Now, last time I checked, America was supposed to be more or less a capitalist, free market economy. I know you can easily argue that any government regulation on the marketplace or economy moves us away from a truly free market economy, but that’s a whole ‘nother other can of worms (as mom would say) which I don’t have time to get into right now. So, in theory, goods and services as well as wages are determined in the marketplace. How is it possible to achieve 50%, or any percentage for that matter, health care cost savings without government interfering with the marketplace? You cain’t make a race horse out of that jack ass (I apologize. I spent some time in east Texas earlier this week. I promise I’ll be back to normal soon).
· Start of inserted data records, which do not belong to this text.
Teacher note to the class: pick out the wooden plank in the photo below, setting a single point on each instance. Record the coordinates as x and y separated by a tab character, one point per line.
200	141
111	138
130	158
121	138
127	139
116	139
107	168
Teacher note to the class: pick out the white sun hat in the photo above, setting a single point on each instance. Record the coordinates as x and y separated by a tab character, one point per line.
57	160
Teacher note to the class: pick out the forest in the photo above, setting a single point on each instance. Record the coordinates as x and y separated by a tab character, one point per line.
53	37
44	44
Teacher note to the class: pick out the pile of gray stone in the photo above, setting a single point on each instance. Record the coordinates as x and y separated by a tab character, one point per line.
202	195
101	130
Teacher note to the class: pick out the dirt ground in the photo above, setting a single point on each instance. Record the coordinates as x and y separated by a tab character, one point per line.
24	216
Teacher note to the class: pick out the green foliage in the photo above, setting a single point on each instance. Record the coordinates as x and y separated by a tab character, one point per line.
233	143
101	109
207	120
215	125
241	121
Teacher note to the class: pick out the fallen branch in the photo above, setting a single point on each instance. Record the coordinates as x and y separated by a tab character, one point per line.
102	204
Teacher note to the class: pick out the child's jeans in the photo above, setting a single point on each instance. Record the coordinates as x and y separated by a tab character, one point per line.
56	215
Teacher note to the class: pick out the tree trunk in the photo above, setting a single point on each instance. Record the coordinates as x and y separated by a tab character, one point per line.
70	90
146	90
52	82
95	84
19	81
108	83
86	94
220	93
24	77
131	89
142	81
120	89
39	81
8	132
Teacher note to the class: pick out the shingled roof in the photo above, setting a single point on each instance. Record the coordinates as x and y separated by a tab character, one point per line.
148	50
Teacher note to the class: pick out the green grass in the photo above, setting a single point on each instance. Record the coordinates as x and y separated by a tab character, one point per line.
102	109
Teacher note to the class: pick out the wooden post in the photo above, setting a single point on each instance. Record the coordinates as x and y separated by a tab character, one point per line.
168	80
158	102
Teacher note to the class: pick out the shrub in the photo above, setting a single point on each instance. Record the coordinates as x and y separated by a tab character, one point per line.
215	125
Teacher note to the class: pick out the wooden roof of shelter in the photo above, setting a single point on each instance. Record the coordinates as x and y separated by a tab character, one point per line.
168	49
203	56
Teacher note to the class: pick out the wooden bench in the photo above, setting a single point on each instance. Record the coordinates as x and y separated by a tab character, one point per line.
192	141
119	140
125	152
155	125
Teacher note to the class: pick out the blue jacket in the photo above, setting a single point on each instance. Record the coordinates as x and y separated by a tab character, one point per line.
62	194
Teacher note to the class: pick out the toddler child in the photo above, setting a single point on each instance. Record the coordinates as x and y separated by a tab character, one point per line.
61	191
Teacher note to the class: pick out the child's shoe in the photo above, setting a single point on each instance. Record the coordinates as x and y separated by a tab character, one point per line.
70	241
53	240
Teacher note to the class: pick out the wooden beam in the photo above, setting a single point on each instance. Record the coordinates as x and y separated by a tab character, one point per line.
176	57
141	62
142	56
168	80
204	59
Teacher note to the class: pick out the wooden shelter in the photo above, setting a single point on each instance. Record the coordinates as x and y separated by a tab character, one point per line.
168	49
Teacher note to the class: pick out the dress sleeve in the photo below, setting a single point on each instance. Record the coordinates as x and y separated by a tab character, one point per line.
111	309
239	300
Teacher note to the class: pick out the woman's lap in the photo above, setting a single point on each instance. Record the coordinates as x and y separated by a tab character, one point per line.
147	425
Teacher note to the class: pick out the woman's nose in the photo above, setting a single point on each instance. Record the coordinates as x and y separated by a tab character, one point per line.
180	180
Do you want the government telling you how much you can charge for your goods or services? The pharmaceutical industry certainly doesn’t which is why they “helped” write the health care reform legislation. Do you want to invest a significant portion of your life educating yourself to be a doctor and have the government dictate that you can only charge $1 for your services (I know it’s not that extreme, but I am exaggerating on purpose)?

The constitution does not guarantee any person or company a “free lunch”. Nor does it provide any guarantees that future success will match past performance. The government has no business providing bailouts to any individual, group or company. We have to learn to stand or fall on our own two feet and live within our means. TANSTAAFL.